INDIA ADVENTURES, DAY FIVE (part 1): In our previous episode, Sage was ignored by a robot and sparkling firecrackers filled the air. And now, today!
At two a.m. I wake up and pee, then find out there’s no toilet paper. I call to Todd, “Uh… any ideas on this whole hose thing?”
Todd says, “What a time to learn! Okay, as far as I know you use the hose to wash yourself.”
“Well, but… then what?”
“Then you’re done.”
“But what about the water from washing?”
“Oh. I think you use a napkin.”
“Do we have any napkins?”
“No.”
We both laugh and laugh. Living in a tent in the woods for two years has made us both casual about bathroom matters. Once you’ve dug a hole to compost your own waste, once you’ve dragged the outhouse bucket into the one room tent in the middle of a very cold winter to poo, it all begins to feel very everyday and practical. (If we’re getting the washroom proceedure wrong, by the way, I’d love some pointers from those of you in the know. I never did find that travel kleenex.)

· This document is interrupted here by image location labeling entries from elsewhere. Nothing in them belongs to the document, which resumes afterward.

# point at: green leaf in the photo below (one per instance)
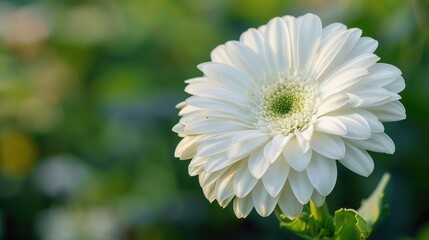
(374, 208)
(349, 225)
(303, 225)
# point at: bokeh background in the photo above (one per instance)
(87, 96)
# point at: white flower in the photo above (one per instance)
(276, 111)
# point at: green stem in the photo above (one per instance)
(321, 213)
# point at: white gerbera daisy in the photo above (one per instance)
(275, 112)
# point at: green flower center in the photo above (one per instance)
(287, 104)
(282, 104)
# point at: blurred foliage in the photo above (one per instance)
(87, 96)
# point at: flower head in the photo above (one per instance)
(276, 111)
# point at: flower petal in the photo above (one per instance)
(379, 142)
(263, 202)
(342, 80)
(274, 148)
(301, 186)
(389, 112)
(330, 125)
(225, 184)
(317, 198)
(245, 143)
(275, 177)
(277, 45)
(245, 59)
(254, 40)
(295, 157)
(358, 161)
(330, 146)
(228, 76)
(219, 55)
(243, 206)
(309, 33)
(243, 180)
(288, 203)
(258, 165)
(332, 103)
(322, 173)
(357, 126)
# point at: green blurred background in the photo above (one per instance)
(87, 96)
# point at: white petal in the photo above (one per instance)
(258, 165)
(392, 111)
(357, 126)
(374, 96)
(330, 146)
(292, 50)
(194, 171)
(317, 198)
(207, 178)
(288, 203)
(246, 143)
(219, 55)
(301, 186)
(219, 161)
(363, 60)
(187, 147)
(309, 33)
(215, 91)
(382, 74)
(243, 206)
(277, 45)
(328, 51)
(332, 103)
(295, 157)
(212, 148)
(396, 86)
(303, 140)
(254, 40)
(331, 125)
(275, 147)
(243, 180)
(225, 202)
(263, 202)
(209, 191)
(225, 184)
(379, 142)
(342, 80)
(372, 120)
(364, 45)
(322, 173)
(213, 104)
(275, 177)
(358, 160)
(228, 76)
(245, 59)
(333, 28)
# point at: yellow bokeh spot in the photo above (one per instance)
(17, 154)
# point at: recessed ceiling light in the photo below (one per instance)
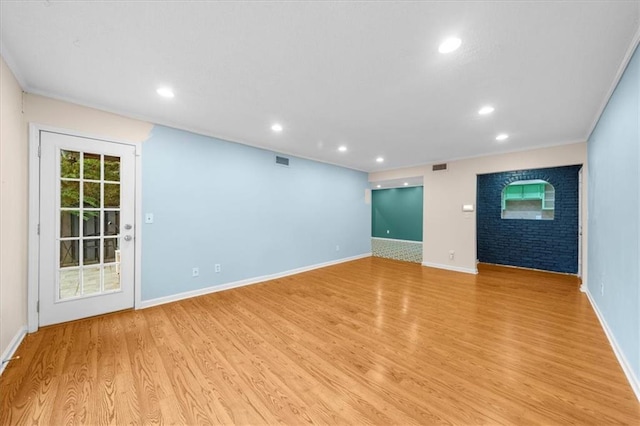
(487, 109)
(165, 92)
(449, 45)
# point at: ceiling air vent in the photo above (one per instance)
(283, 161)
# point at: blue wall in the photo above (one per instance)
(614, 203)
(551, 245)
(397, 213)
(221, 202)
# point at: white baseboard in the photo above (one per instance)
(242, 283)
(626, 367)
(473, 271)
(12, 348)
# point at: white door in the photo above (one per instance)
(87, 190)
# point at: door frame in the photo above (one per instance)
(33, 272)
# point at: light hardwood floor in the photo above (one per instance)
(370, 341)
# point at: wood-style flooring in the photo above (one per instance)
(373, 341)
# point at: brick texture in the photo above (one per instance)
(550, 245)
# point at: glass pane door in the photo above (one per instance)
(89, 225)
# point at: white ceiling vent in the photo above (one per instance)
(282, 161)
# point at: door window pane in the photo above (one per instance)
(112, 168)
(111, 223)
(69, 164)
(112, 195)
(91, 224)
(91, 166)
(69, 193)
(91, 251)
(69, 253)
(69, 223)
(91, 196)
(110, 249)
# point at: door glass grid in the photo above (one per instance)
(89, 218)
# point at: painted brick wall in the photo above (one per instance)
(550, 245)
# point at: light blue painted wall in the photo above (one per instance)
(614, 218)
(221, 202)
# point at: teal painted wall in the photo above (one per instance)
(219, 202)
(614, 215)
(398, 211)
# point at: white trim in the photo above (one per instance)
(242, 283)
(626, 367)
(34, 214)
(14, 344)
(33, 277)
(137, 271)
(530, 269)
(621, 69)
(473, 271)
(393, 239)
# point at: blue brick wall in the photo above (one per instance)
(551, 245)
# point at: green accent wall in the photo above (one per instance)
(398, 211)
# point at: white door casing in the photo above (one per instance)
(86, 255)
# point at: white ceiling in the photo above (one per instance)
(367, 75)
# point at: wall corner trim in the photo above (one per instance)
(473, 271)
(256, 280)
(626, 367)
(13, 347)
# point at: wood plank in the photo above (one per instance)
(374, 341)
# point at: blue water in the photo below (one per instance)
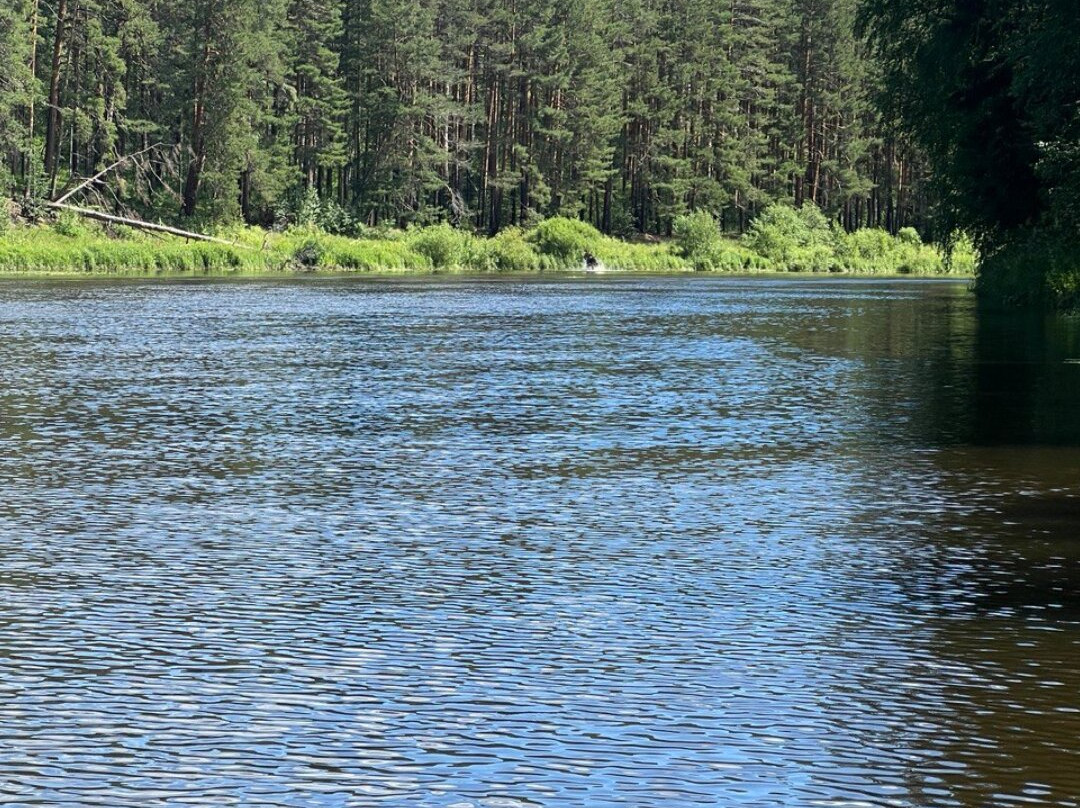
(580, 542)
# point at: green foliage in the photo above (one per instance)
(510, 252)
(565, 241)
(701, 243)
(798, 240)
(696, 233)
(445, 246)
(1033, 268)
(71, 245)
(991, 94)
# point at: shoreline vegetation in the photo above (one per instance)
(782, 239)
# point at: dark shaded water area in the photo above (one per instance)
(496, 543)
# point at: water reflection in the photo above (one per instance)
(644, 542)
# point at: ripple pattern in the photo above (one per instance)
(462, 543)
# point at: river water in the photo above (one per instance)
(495, 543)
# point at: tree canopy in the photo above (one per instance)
(477, 112)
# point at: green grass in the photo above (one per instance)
(782, 240)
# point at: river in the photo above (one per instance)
(606, 541)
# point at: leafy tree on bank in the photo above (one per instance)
(485, 113)
(991, 93)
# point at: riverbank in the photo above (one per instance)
(70, 246)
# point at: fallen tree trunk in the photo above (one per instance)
(102, 173)
(98, 216)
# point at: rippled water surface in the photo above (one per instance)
(601, 542)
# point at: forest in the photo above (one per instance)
(941, 116)
(623, 112)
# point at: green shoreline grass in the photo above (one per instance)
(70, 247)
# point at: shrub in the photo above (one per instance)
(696, 234)
(565, 240)
(510, 252)
(794, 239)
(909, 236)
(962, 255)
(444, 246)
(309, 254)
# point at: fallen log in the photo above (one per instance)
(138, 224)
(102, 173)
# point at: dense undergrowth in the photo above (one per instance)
(782, 239)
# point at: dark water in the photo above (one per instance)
(632, 542)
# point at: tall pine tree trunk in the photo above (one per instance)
(52, 132)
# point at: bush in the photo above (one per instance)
(696, 234)
(510, 252)
(309, 255)
(793, 239)
(962, 255)
(566, 241)
(444, 246)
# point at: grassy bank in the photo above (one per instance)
(780, 240)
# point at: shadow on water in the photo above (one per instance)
(639, 542)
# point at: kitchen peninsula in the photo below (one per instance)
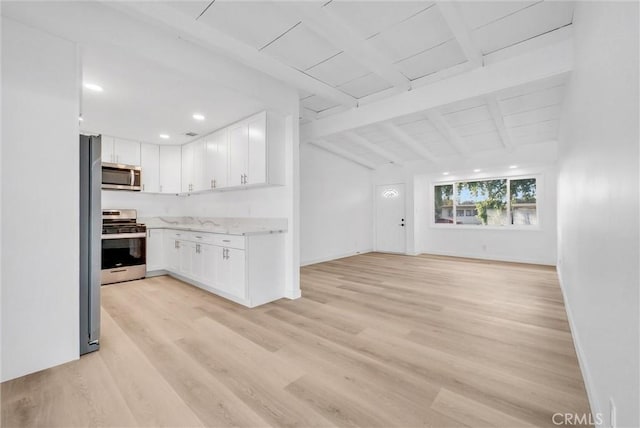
(241, 259)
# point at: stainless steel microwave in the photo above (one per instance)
(121, 177)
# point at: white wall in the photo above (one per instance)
(598, 205)
(40, 242)
(335, 205)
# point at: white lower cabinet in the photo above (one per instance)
(155, 249)
(248, 270)
(230, 272)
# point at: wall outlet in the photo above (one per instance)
(612, 413)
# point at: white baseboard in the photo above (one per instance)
(333, 257)
(582, 360)
(488, 257)
(293, 294)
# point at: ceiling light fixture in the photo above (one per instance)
(93, 87)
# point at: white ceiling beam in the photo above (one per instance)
(308, 113)
(450, 134)
(339, 151)
(333, 28)
(498, 119)
(460, 31)
(399, 135)
(550, 61)
(197, 32)
(381, 151)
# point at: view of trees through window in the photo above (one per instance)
(496, 202)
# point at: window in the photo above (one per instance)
(524, 208)
(443, 203)
(497, 202)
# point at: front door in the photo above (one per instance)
(390, 219)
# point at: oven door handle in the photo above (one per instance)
(125, 235)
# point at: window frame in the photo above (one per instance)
(519, 227)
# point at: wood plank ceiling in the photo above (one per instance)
(372, 50)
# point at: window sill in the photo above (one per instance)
(535, 228)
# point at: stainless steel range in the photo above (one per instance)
(124, 246)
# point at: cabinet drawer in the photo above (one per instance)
(230, 241)
(177, 234)
(207, 238)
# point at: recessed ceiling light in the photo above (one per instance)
(93, 87)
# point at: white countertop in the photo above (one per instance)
(224, 225)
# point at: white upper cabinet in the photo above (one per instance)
(150, 164)
(256, 151)
(107, 149)
(216, 160)
(170, 167)
(257, 156)
(126, 152)
(248, 153)
(187, 168)
(238, 153)
(193, 159)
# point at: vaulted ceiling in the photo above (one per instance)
(379, 81)
(347, 54)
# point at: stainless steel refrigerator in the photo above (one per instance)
(90, 242)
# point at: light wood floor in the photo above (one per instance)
(376, 341)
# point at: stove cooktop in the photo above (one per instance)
(109, 229)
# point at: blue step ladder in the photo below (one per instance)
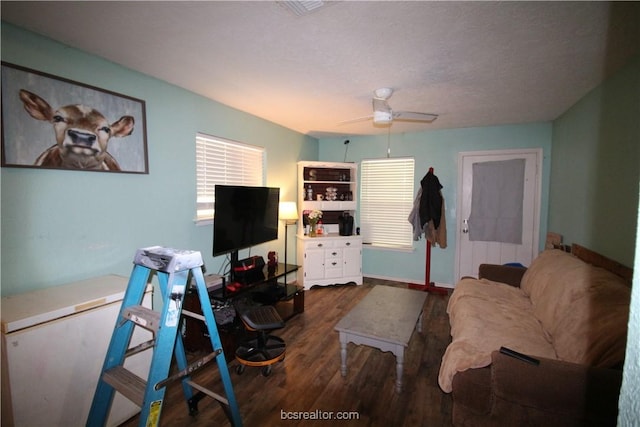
(173, 268)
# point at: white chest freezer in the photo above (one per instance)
(54, 342)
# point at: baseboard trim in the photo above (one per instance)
(410, 281)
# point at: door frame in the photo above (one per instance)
(538, 152)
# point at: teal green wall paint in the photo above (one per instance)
(438, 149)
(596, 167)
(62, 226)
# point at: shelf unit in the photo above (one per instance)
(320, 176)
(329, 258)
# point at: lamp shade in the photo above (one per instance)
(288, 212)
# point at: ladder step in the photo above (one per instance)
(143, 316)
(127, 383)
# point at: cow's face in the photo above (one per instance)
(82, 133)
(81, 130)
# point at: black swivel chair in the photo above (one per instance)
(264, 349)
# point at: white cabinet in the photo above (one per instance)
(329, 260)
(333, 258)
(53, 346)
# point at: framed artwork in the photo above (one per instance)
(55, 123)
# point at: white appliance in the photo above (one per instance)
(54, 342)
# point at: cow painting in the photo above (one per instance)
(81, 134)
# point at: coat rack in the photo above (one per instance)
(429, 286)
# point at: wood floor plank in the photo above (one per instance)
(309, 378)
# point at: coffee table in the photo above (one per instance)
(384, 319)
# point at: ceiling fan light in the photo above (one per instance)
(383, 93)
(382, 117)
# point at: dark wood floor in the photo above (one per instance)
(309, 378)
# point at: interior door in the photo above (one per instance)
(470, 254)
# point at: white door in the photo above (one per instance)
(470, 254)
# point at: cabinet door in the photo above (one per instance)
(352, 261)
(314, 264)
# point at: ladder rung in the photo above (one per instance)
(209, 393)
(127, 383)
(140, 348)
(143, 316)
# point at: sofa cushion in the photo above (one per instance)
(485, 316)
(583, 308)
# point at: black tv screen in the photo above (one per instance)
(244, 217)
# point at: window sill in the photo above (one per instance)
(406, 249)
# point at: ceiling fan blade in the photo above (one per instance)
(358, 119)
(413, 116)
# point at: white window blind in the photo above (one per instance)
(386, 200)
(220, 161)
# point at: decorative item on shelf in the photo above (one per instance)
(313, 218)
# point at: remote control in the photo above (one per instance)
(523, 357)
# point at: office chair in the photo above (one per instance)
(264, 349)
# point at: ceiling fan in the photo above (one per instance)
(383, 114)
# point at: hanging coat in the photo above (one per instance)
(431, 200)
(428, 213)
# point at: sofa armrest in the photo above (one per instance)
(565, 389)
(502, 273)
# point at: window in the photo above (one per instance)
(386, 200)
(220, 161)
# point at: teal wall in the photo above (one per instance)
(596, 167)
(62, 226)
(438, 149)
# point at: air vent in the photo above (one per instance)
(300, 8)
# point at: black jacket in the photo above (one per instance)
(431, 200)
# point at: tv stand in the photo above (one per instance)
(287, 298)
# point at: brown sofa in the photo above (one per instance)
(569, 315)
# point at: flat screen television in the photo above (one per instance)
(244, 217)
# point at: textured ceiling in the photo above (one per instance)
(473, 63)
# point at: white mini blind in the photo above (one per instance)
(225, 162)
(386, 200)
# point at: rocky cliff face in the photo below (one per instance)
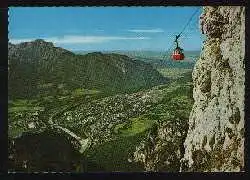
(215, 139)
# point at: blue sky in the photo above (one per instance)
(106, 28)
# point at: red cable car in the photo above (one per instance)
(177, 54)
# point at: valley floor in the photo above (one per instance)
(123, 132)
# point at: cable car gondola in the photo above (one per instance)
(178, 54)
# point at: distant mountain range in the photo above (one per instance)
(158, 59)
(35, 66)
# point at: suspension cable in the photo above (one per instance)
(188, 22)
(181, 31)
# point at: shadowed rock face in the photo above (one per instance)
(46, 151)
(215, 139)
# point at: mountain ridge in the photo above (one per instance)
(41, 62)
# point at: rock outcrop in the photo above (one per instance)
(215, 139)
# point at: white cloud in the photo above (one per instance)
(80, 39)
(157, 30)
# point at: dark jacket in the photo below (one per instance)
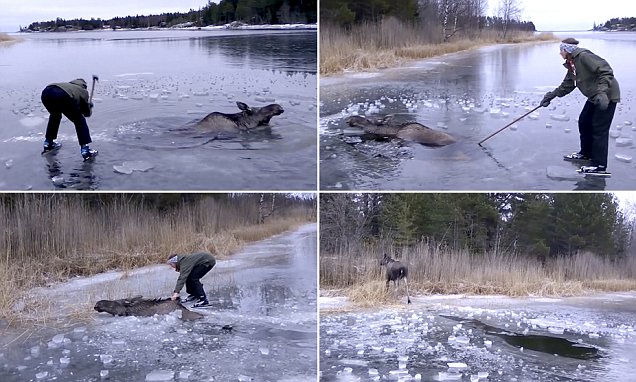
(77, 90)
(593, 75)
(186, 263)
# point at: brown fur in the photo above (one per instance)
(248, 118)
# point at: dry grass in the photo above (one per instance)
(437, 271)
(5, 38)
(391, 43)
(50, 237)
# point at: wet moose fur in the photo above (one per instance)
(248, 118)
(395, 271)
(409, 131)
(139, 306)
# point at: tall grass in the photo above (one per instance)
(50, 237)
(391, 42)
(437, 270)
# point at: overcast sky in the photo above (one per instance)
(555, 15)
(14, 13)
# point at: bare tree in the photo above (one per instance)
(509, 11)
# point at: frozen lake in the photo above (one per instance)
(455, 338)
(151, 84)
(470, 95)
(266, 293)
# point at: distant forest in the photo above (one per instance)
(617, 24)
(255, 12)
(454, 16)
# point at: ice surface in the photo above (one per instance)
(561, 173)
(129, 167)
(31, 121)
(160, 375)
(445, 376)
(560, 117)
(623, 142)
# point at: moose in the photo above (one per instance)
(408, 131)
(248, 118)
(139, 306)
(396, 270)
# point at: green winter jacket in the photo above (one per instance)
(77, 90)
(186, 263)
(593, 75)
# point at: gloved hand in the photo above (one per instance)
(549, 96)
(601, 100)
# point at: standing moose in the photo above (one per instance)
(395, 270)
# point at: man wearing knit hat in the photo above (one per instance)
(595, 79)
(191, 269)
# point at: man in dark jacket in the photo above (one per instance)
(72, 100)
(595, 79)
(191, 268)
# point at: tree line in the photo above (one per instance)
(447, 17)
(617, 24)
(255, 12)
(538, 225)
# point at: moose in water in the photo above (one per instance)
(396, 270)
(248, 118)
(408, 131)
(139, 306)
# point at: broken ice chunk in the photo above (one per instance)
(560, 117)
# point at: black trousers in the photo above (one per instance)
(58, 102)
(594, 125)
(193, 283)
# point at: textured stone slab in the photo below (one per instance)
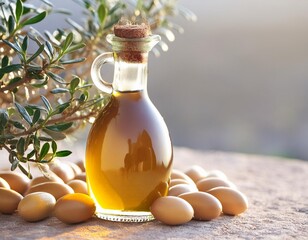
(277, 190)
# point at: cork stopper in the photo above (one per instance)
(129, 30)
(132, 50)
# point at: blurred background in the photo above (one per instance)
(237, 79)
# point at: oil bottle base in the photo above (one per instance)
(125, 216)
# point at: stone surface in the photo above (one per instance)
(277, 190)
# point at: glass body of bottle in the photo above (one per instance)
(129, 151)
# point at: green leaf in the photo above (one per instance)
(14, 164)
(68, 41)
(74, 83)
(31, 154)
(63, 153)
(18, 125)
(62, 107)
(55, 135)
(46, 139)
(48, 3)
(19, 10)
(24, 45)
(75, 47)
(11, 24)
(36, 116)
(38, 52)
(54, 146)
(59, 90)
(59, 127)
(44, 150)
(34, 19)
(2, 29)
(34, 107)
(56, 77)
(21, 146)
(10, 68)
(5, 61)
(102, 13)
(23, 112)
(12, 45)
(76, 25)
(77, 60)
(15, 80)
(24, 171)
(49, 50)
(40, 84)
(4, 117)
(7, 136)
(46, 103)
(82, 97)
(36, 143)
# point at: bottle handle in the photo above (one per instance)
(97, 79)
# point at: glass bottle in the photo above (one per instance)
(129, 151)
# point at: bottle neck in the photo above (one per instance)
(130, 76)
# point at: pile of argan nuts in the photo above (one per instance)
(200, 195)
(195, 194)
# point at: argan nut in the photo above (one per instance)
(42, 179)
(36, 206)
(80, 164)
(78, 186)
(233, 201)
(206, 184)
(56, 189)
(81, 176)
(4, 184)
(196, 173)
(177, 174)
(63, 170)
(206, 206)
(17, 181)
(180, 189)
(172, 210)
(74, 208)
(9, 200)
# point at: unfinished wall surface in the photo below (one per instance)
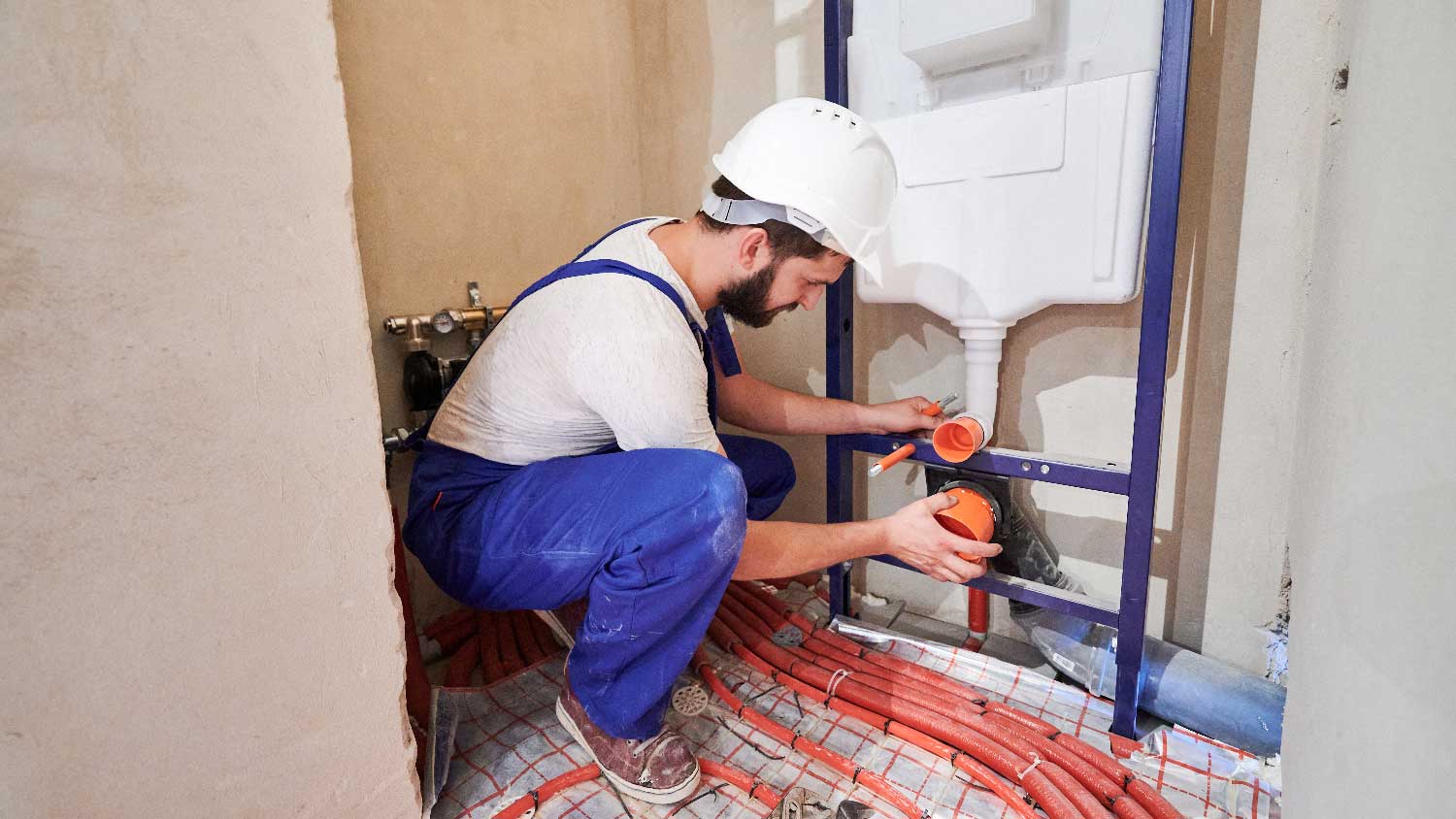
(1069, 372)
(492, 142)
(197, 597)
(705, 67)
(1371, 716)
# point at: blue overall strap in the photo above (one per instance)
(593, 246)
(721, 338)
(718, 334)
(705, 343)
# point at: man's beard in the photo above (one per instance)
(748, 300)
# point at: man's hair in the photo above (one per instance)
(785, 241)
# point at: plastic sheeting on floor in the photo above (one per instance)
(491, 745)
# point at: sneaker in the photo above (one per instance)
(660, 770)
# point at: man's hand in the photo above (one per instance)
(917, 539)
(900, 416)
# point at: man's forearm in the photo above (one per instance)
(779, 548)
(759, 407)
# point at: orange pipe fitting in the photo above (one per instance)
(902, 452)
(958, 438)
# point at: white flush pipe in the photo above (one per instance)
(983, 344)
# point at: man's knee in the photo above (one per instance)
(721, 505)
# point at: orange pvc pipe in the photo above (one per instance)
(1092, 769)
(740, 780)
(999, 758)
(541, 793)
(797, 742)
(902, 452)
(958, 438)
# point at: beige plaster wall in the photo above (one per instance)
(197, 604)
(469, 147)
(705, 67)
(491, 143)
(1373, 454)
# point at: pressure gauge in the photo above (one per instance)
(446, 320)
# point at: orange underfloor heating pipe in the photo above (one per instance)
(541, 793)
(462, 664)
(532, 801)
(1106, 778)
(740, 780)
(797, 742)
(524, 638)
(506, 638)
(1097, 772)
(491, 667)
(832, 688)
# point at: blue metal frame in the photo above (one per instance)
(1139, 480)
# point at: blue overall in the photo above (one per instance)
(649, 537)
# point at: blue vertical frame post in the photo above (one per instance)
(1152, 358)
(1141, 483)
(839, 338)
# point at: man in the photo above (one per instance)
(577, 457)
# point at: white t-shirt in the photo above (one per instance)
(584, 363)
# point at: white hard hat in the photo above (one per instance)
(821, 166)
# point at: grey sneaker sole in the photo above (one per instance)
(655, 796)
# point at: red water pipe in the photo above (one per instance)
(462, 664)
(797, 742)
(541, 793)
(416, 685)
(1095, 771)
(491, 668)
(740, 780)
(977, 617)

We wake up and head downstairs for breakfast. Todd has sambar and idly and I have cereal, pakoras, and chutney. The hotel tv is playing a soccer game and for a moment it’s a parallel universe version of the late great Detroit Eatery on the Danforth in Toronto, with chai instead of coffee.
At breakfast I watch a table of men in their twenties. They are affectionate with each other, the way brothers are, and every greeting is not just a hug but also a big smile. They kid each other and are unselfconscious in how fond they are of each other, of the food, of the moment.
It’s raining outside as we get ready for the day. I’ve managed to pour almost all the food I’ve eaten since we arrived on my sweatshirt, so we drop it off along with the rest of the dirty clothes at the front desk. Outside, we hop in a big car with Mitali, Ravindra, and Chandra and our driver plunges into the Raipur traffic. (The drivers here thread their way through the snarl of autorickshaws, scooters, cyclists, cars and pedestrians with deceptive ease.) Ravindra is the founder of the NGO Jivandeep. He is a never-stopping powerhouse of hope and energy.
Chandra (that’s him in the photo) is only twenty one years old but has the gravitas of someone twice his age. He tells us a story as we fly down the road.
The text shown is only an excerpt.